Tang S and Guo A. Choice behavior of Drosophila facing contradictory visual cues. 294, 1543-1547. 2001.

Wandell BA. Foundations of Vision. Sinauer Associates Inc. 1995.

Wernet MF, Labhart T, Baumann F, Mazzoni EO, Pichaud F, Desplan C. Homothorax switches function of Drosophila photoreceptors from color to polarized light sensors. Cell. 115, 267-79. 2003.

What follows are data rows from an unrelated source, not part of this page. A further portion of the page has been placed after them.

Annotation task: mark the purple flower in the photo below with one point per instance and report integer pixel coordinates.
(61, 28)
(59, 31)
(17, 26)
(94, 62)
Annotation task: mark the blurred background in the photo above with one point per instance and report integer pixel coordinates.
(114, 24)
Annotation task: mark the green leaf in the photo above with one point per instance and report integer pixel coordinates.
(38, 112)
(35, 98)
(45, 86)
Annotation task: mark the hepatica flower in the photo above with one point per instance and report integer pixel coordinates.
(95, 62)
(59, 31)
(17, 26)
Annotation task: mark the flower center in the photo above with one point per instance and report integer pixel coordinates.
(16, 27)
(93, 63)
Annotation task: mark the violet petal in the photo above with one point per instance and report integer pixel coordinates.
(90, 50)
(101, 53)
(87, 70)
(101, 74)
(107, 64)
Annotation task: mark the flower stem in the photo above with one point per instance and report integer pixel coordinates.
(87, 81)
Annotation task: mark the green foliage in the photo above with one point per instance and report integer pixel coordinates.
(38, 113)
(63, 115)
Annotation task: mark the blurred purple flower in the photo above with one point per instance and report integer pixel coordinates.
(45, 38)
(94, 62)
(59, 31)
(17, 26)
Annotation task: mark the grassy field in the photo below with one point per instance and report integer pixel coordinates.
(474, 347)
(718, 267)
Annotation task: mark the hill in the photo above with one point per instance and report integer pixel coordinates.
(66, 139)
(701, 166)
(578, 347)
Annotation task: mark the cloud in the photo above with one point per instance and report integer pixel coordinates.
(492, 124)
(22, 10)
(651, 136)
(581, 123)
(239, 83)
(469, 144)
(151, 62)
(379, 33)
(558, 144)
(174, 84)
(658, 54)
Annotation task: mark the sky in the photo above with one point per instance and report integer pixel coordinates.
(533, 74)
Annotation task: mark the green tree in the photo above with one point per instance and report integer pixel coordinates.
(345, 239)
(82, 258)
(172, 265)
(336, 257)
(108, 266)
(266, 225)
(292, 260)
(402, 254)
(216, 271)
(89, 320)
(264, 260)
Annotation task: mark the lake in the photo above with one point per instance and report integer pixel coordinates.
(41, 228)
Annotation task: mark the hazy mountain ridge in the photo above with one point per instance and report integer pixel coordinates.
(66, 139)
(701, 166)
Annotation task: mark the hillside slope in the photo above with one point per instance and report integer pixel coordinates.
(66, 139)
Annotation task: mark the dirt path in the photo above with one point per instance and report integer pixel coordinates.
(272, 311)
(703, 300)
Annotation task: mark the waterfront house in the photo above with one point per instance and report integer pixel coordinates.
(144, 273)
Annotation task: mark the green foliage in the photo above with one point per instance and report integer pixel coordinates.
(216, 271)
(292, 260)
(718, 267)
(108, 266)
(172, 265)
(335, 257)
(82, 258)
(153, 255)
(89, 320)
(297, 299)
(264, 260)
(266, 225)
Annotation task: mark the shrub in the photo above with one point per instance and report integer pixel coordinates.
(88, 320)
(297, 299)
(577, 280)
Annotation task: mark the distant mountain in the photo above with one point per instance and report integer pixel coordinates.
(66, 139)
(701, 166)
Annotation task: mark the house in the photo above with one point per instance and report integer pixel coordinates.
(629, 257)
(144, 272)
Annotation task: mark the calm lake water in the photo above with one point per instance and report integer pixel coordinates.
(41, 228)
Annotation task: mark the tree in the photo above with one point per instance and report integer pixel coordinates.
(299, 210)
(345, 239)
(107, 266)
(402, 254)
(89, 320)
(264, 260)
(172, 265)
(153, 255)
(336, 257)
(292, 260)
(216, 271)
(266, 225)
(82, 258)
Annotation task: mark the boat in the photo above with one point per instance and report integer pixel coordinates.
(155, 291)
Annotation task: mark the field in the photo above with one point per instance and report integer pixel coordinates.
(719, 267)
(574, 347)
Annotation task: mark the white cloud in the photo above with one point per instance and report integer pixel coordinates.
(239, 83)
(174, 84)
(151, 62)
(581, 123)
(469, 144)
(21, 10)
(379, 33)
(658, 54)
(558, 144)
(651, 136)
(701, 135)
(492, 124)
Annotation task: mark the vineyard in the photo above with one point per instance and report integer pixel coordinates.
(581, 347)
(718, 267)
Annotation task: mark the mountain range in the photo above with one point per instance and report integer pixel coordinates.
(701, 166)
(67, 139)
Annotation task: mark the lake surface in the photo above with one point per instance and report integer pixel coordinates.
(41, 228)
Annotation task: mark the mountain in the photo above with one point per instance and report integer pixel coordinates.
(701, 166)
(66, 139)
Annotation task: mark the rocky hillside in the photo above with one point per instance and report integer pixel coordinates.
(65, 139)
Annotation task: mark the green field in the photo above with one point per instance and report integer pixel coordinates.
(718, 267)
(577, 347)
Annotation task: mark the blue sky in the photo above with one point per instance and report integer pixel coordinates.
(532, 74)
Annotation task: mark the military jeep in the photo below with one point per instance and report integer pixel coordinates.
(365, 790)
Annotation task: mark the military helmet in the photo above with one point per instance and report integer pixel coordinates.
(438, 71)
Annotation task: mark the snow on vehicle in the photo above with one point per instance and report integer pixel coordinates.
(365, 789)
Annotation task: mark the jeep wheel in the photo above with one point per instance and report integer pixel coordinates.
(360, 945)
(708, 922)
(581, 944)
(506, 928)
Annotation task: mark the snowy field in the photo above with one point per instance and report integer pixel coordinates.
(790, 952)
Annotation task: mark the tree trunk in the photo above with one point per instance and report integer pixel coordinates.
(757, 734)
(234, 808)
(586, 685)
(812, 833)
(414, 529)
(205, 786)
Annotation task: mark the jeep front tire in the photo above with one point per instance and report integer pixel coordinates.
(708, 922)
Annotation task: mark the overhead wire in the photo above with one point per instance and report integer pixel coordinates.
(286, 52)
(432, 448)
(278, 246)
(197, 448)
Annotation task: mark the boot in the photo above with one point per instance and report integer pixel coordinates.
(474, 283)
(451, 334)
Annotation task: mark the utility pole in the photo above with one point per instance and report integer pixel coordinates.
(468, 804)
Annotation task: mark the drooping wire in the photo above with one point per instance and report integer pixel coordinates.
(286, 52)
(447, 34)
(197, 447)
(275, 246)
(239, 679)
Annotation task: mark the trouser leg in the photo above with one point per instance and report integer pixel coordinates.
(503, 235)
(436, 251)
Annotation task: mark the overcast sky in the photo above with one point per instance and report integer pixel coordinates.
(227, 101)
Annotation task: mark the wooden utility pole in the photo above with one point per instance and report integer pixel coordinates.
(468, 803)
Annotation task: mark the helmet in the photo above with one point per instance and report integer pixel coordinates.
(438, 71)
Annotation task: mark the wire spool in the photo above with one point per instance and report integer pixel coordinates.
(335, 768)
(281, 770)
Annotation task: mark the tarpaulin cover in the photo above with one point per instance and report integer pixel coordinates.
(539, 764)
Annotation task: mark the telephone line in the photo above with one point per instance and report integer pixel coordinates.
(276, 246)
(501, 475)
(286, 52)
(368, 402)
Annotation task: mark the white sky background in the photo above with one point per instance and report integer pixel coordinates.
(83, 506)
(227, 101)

Zuker C, Montell C, Jones K, Laverty T, Rubin G. A rhodopsin gene expressed in photoreceptor cell R7 of the Drosophila eye: homologies with other signal-transducing molecules. Journal of Neuroscience. 7, 1550-1557 (1987).

Appendix III: Genetics

Many years of studying and manipulating the Drosophila genome have resulted in a plethora of genetic tools that are very handy in a variety of fields. In my project I will make use of an enhancer trap method that will be used to screen for flies with a specific defect in color vision. The basic idea behind an enhancer trap screen is to drive the expression of a gene that encodes a temperature sensitive neuronal silencer (or GFP for neuron imaging) in subsets of neurons. These genetically manipulated flies can then be assessed for color-specific behavioral defects. This neuronal silencer gene is driven in random subsets of neurons by coupling it’s expression to enhancer elements within the genome (Fig 8).

Figure 8: Enhancer-trap explanation

Appendix IV: Work description

Mariel Velez and Kristin Granlund spent an equal amount of time and effort for all aspects of the data acquisition and presentation of this project.